Saturday, July 5, 2008

It has been a long time

Well M left for NTC 430am on the 4Th of July. This was all a flash back from the first deployment. I took him to the until about noon on the 3rd. Okay on big deal it is only for a month. It was a very long day with the kids. All the flash backs of hating having to be a single parent again. Now I know he had only been gone about 12 hours when I get a call about 11pm that night "guess where I am" the plane never left! It had broke down and they were all sitting in the bus on the runway waiting for it be fixed after a few hours when it couldn't they were all sent home for 4 hours. It was nice to have him home for at least a few hours again.
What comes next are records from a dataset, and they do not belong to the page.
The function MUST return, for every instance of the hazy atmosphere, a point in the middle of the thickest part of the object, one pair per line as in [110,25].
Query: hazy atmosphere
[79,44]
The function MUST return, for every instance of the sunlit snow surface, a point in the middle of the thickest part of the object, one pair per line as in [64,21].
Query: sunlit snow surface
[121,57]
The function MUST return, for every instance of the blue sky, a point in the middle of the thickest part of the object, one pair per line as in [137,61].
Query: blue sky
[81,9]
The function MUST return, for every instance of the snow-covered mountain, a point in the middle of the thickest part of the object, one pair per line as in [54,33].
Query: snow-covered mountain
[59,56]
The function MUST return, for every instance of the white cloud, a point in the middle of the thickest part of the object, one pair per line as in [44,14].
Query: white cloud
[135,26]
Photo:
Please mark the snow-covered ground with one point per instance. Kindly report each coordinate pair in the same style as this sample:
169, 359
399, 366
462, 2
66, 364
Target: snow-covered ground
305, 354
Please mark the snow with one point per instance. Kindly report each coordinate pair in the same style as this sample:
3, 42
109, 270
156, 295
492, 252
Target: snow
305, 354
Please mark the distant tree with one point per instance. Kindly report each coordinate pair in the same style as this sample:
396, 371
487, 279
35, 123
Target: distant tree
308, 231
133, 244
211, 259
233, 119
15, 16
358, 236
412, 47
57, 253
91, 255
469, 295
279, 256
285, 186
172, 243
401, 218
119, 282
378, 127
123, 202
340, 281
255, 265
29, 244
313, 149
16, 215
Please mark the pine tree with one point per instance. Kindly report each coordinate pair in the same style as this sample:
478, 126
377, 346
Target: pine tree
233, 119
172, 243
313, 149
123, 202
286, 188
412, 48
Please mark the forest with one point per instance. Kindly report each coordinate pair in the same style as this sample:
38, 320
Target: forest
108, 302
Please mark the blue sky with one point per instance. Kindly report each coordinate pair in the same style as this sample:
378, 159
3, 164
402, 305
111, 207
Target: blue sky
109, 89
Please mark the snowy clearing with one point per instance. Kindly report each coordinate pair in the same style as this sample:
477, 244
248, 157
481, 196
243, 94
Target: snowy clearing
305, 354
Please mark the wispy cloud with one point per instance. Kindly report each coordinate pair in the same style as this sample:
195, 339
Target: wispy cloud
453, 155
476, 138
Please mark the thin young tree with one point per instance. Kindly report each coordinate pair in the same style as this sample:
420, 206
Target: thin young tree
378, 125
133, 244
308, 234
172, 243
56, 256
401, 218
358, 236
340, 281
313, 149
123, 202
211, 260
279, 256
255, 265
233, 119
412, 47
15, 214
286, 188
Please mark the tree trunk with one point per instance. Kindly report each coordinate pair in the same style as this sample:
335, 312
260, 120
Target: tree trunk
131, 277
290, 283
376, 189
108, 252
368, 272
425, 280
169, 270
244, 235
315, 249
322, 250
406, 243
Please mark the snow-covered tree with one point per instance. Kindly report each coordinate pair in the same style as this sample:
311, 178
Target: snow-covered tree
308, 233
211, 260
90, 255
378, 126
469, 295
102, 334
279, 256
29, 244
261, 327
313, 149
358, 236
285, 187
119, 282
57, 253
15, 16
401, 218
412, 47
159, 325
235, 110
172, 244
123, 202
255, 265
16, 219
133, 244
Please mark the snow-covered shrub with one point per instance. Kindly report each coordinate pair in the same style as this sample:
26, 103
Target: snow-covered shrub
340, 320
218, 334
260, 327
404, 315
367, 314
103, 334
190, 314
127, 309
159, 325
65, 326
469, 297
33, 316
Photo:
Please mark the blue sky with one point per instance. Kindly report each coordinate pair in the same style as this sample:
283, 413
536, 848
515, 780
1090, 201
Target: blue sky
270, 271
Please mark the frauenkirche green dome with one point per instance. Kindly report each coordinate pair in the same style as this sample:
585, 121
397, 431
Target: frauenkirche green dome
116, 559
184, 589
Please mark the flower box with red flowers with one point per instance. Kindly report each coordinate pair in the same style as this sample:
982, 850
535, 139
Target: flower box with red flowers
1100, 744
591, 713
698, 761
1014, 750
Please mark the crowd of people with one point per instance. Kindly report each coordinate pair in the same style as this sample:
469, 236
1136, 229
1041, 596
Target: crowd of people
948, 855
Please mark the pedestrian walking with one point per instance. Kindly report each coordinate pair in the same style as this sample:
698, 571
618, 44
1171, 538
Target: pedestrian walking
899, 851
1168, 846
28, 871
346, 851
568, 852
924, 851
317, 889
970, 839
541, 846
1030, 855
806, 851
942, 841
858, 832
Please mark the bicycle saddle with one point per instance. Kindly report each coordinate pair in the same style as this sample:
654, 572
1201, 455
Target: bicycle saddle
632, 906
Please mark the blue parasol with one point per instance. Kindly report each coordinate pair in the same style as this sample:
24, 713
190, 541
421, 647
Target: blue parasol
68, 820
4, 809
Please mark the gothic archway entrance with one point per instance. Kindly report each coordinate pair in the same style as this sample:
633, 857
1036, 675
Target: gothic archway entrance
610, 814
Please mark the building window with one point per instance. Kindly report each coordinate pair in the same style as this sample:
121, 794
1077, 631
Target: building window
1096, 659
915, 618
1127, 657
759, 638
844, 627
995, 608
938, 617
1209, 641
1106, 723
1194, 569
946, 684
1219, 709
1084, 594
I know that this deployment is going to be HELL!!! I don't want to do it!!I don't want to deal with it. I don't have a good feeling about it!! I want m to come home!! I want to retire from the military and get on with life and normal life..well at least what ever normal is! I cant do the bath times, homework,weekends,household up keep on my own again. Yes I have done this a few times but I remember so clearly how it really was. Even though when ask oh yes we are fine it is not big deal. When really inside I am falling apart. I don't fall apart in front of the kids. I wait until they are all a sleep. UGH...UGH...UGH.. if I was a drinker I would have a drink...
If anyone reads this what do you do to deal with all this????